I am sorry I am a day late writing you a letter, but yesterday, on what should have been your fifth birthday was a really really "horrible, no good very bad day." I wish there was a word in the English language to describe what I am feeling, but as of this moment, there is nothing sufficient. I am still extremely elated that you are no longer suffering. That is honestly the main focus I have when the times are really tough, just a quick reminder that you are not in pain, not seizing, and not locked inside your body, and the panic of you gone melts away. As a consolation, all those years aba and I said we wish we could take away your pain and suffering and have it be us who feels it, well that is about where we are, and honestly, it makes us proud to be the ones to do that for you, but it puts the experience of your pain and suffering on an entirely different level, I am still so sorry for you having to go through it all.

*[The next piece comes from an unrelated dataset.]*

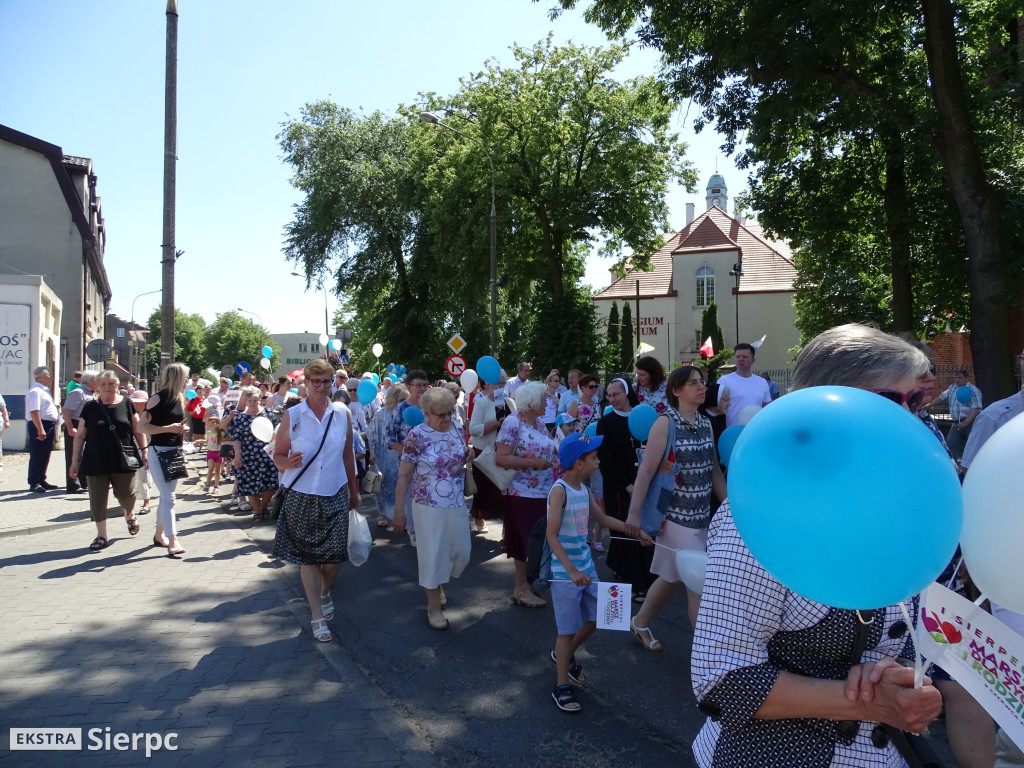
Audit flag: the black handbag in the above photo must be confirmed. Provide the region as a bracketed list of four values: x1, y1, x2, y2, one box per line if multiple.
[156, 448, 189, 481]
[267, 410, 334, 519]
[98, 398, 143, 472]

I hope you were able to see we decorated your grave. I placed Mayzie's pinwheel from her celebration of life by your name plaque, it brightens up the entire cemetery, well that and the giant red "5" balloon that I attached to the garden flag pole. I originally wanted a new birthday burlap flag for you, but Amazon had a fail, and despite the two nice gentlemen at Amazon who heard all about the need to decorate your grave, they couldn't figure out where in Phoenix the package was, so, in the end, I brought you the house cupcake burlap and hung it, which honestly worked out for the best.
The rabbi told me after your funeral that your soul would linger in the house for a bit and then slowly leave by the end of shiva. I originally asked him if I would be able to notice and if it would make me feel better, he couldn't answer that, thankfully having no experience in this specific department, however, I can now. I continued to sleep in your bed after you were no longer here, I cannot explain why, but that is where I went every night. I swear I felt you hovering over the bed the first couple of nights, which by the way, (didn't we discuss ema has a thing about that). By Sunday night I wasn't being physically pulled to your room, and Aba and I got up to walk around the block on Monday. I slept in your bed on Monday night, but last night for the first time in 3 weeks, I didn't feel the need. I take it as a sign that you are moving through whatever the process really is, and I am thankful I have not held you back.
Noam sang happy birthday specifically to you in the car yesterday on his own, unprompted after we were about 1/2 way home from the cemetery. I was able to catch it on video and it was so sweet. He knows you aren't here, so while he takes every opportunity to find you in pictures and talk about you he hasn't run into your room searching for you. I am a bit relieved about that honestly. Your older siblings are working through it all similarly to aba and I, not really sure how to process it all, feeling your absence, but so happy you aren't suffering. Laeya wanted to know if eating the ice cream made you wonder why you took so long to go to Gan Eden in the first place. Don't worry, we are not giving Meena your bedroom no matter how much she has begged, and she does miss you. Eventually, I have a great plan for your room so we all will have a space to come be with you, and we are probably going to keep your Rifton chair so you can continue to be an awesome goalie for Tzviki.
I have been going through videos and pictures of your life to create a video for your celebration that we have in about 3 weeks, that process has brought such a smile on my face seeing how smiley and happy you were during your first year and a half. I have to really sit down and figure out the specifics of the event to make sure we do it justice for you. I am channeling my inner Sonzee bear strength minute by minute and I thank you for sharing some with me. I hope you are settling into your new home well and that you are having the time of your life. So many people reached out to me yesterday and wished you a happy birthday. We have received so many notifications of donations being made in your honor, gifts, "thank you's" for bringing awareness and sharing your story, and Mimi and Miki even planted a huge avocado tree in their yard in your honor. I honestly do not know how to properly thank everyone for all of their love and support, and I hope you feel the love wherever you are.
I hope your birthday was as spectacular as I imagined it to be for you. I hope someone takes it as seriously as I do and you didn't feel like you were missing out. We did have cupcakes and cake in your honor as we would have if you were here. We miss you every second of every day and please feel free to send me signs you are doing ok (just please don't hover over the bed like your siblings do in the middle of the night).